Les effectifs supplémentaires devraient être déployés dans les prochains jours, dans le Vieux-Montréal et dans l’arrondissement de Rivière-des-Prairies-Pointe-aux-Trembles. Du porte-à-porte sera aussi effectué à ces endroits pour rassurer la population.

Rappelons que dans la nuit de samedi à dimanche, 25 coups de feu ont été échangés entre un homme et des policiers.

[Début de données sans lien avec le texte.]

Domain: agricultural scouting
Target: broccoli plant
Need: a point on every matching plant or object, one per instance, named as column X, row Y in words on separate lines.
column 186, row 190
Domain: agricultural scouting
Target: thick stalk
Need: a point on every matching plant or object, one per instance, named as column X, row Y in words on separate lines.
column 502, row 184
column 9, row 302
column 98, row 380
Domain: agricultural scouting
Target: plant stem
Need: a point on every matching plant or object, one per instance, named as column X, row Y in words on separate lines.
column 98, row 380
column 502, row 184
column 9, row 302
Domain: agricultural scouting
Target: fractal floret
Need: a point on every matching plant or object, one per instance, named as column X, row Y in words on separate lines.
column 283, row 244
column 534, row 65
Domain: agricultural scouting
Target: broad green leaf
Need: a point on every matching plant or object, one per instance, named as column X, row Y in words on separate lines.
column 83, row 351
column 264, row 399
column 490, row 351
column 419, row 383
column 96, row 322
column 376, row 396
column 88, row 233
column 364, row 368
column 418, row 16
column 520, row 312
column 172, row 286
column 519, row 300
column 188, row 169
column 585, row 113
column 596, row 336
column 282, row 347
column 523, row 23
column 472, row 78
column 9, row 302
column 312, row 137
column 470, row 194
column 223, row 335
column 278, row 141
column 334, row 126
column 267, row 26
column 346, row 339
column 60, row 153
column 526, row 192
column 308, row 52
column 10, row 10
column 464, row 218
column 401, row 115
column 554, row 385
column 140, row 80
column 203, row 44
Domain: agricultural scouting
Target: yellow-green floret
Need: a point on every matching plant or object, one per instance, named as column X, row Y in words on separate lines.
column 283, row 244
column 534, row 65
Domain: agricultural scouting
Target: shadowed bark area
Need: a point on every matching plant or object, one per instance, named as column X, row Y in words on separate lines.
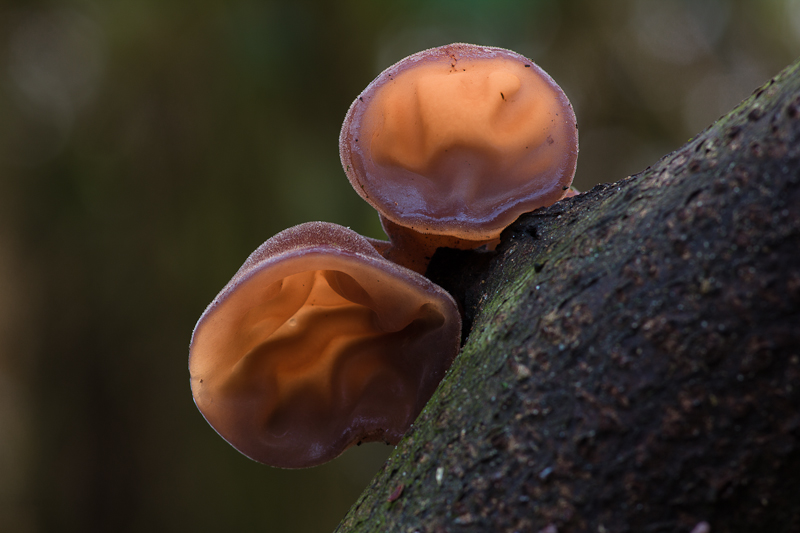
column 634, row 357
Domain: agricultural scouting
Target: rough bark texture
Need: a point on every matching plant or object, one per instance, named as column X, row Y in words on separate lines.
column 634, row 357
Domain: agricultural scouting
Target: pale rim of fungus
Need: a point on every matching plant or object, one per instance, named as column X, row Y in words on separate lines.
column 444, row 175
column 295, row 386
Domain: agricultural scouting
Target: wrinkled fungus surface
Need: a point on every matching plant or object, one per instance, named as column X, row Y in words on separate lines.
column 460, row 140
column 318, row 343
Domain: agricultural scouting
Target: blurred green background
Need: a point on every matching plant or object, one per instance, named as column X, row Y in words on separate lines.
column 148, row 146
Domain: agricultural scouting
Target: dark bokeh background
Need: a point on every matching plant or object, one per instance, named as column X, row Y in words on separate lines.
column 148, row 146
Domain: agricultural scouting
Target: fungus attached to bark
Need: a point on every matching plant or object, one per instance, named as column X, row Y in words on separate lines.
column 318, row 343
column 452, row 144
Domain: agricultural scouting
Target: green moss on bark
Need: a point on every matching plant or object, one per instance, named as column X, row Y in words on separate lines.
column 634, row 358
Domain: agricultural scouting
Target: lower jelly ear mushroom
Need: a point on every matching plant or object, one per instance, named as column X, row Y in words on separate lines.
column 318, row 343
column 458, row 141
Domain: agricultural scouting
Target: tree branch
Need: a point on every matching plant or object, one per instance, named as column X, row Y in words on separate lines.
column 633, row 362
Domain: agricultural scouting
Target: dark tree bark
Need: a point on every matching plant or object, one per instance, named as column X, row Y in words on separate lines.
column 633, row 362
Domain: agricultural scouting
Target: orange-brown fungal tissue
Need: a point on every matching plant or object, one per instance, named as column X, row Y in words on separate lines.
column 318, row 343
column 460, row 140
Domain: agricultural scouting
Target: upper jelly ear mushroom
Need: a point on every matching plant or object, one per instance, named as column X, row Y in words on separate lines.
column 318, row 343
column 454, row 143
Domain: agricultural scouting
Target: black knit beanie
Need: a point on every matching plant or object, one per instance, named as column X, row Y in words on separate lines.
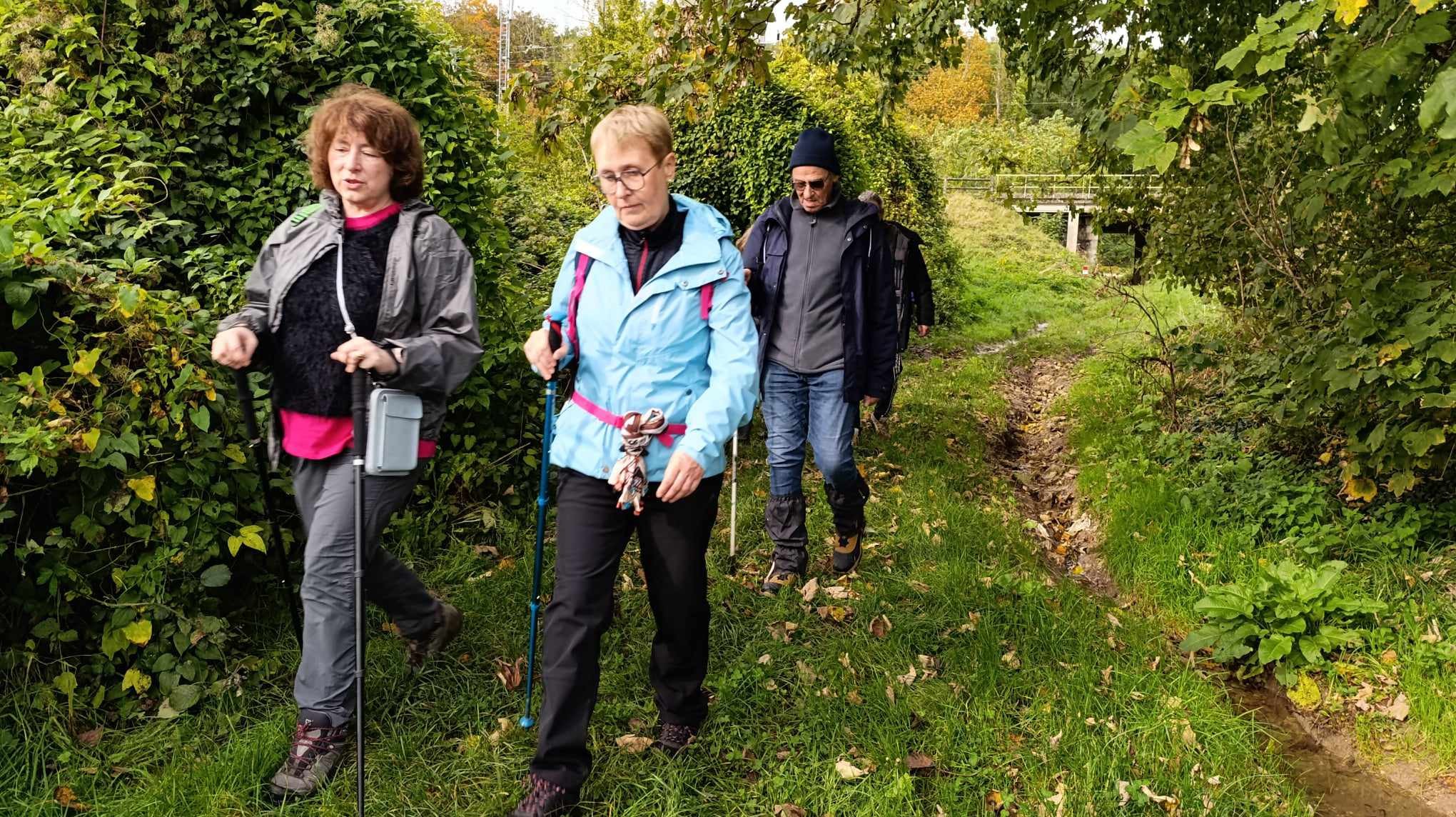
column 816, row 149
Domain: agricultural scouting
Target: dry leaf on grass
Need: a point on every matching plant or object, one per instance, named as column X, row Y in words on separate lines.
column 880, row 626
column 810, row 588
column 66, row 798
column 510, row 673
column 1061, row 798
column 782, row 631
column 919, row 763
column 1398, row 710
column 634, row 743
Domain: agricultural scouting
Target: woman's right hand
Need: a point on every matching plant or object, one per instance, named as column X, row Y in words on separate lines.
column 235, row 347
column 537, row 351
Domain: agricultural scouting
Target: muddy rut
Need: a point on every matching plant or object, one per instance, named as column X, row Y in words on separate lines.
column 1031, row 452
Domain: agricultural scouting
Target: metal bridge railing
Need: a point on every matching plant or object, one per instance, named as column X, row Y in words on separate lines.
column 1048, row 187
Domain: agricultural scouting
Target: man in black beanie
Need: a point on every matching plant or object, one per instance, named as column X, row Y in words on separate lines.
column 826, row 312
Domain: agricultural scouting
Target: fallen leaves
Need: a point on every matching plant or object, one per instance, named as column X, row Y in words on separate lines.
column 810, row 590
column 634, row 743
column 66, row 798
column 510, row 673
column 919, row 763
column 880, row 626
column 1398, row 710
column 782, row 631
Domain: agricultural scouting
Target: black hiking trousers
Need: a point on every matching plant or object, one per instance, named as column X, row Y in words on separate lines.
column 592, row 535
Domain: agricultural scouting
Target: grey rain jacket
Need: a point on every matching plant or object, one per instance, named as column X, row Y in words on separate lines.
column 427, row 306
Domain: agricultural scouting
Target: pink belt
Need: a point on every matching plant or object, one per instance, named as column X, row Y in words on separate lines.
column 667, row 437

Quatre civils et un agent du Service de police de la Ville de Montréal (SPVM) ont subi des blessures lors de l’incident.

Par ailleurs, des coups de feu ont été tirés vers un immeuble à logement, dans le secteur de Pointe-aux-Trembles, au cours de la nuit de dimanche à lundi.

La mairesse a rappelé l’importance du Service de police de la Ville de Montréal (SPVM) lors de ce type d’événements. «Ce que l’on veut, c’est la police qui court après la personne qui a tiré», a-t-elle dit.

La dernière fois qu’un policier du SPVM avait été blessé par balle remontait à 2013, lors d’un déploiement du Groupe tactique d’intervention.

Financement

Ces événements n'empêchent pas les questionnements sur le financement du SPVM, a dit la mairesse lorsqu’interrogée à ce propos. «On peut avoir un débat de société sur le financement de la police à savoir quel outil on doit donner à la police dépendamment de la situation», a-t-elle dit, faisant notamment référence aux interventions auprès de personnes qui ont des problèmes de santé mentale.

Des mesures légales pourraient être mises de l’avant pour contrer ce genre d’incidents, notamment en revoyant la réglementation sur les armes à feu, ce qui ne relève pas des municipalités.

Mme Plante a profité de l’occasion pour dénoncer la manifestation anti-masque survenue samedi dernier, qui a réunie environ 10 000 personnes à Montréal. «Ça me dépasse. Je ne comprends pas. [...] On peut ne pas être en accord, à la limite; après ça de faire une manifestation où on n’a pas de masque [...]. Je trouve ça irresponsable et ce n’est pas ce dont on a besoin en ce moment.»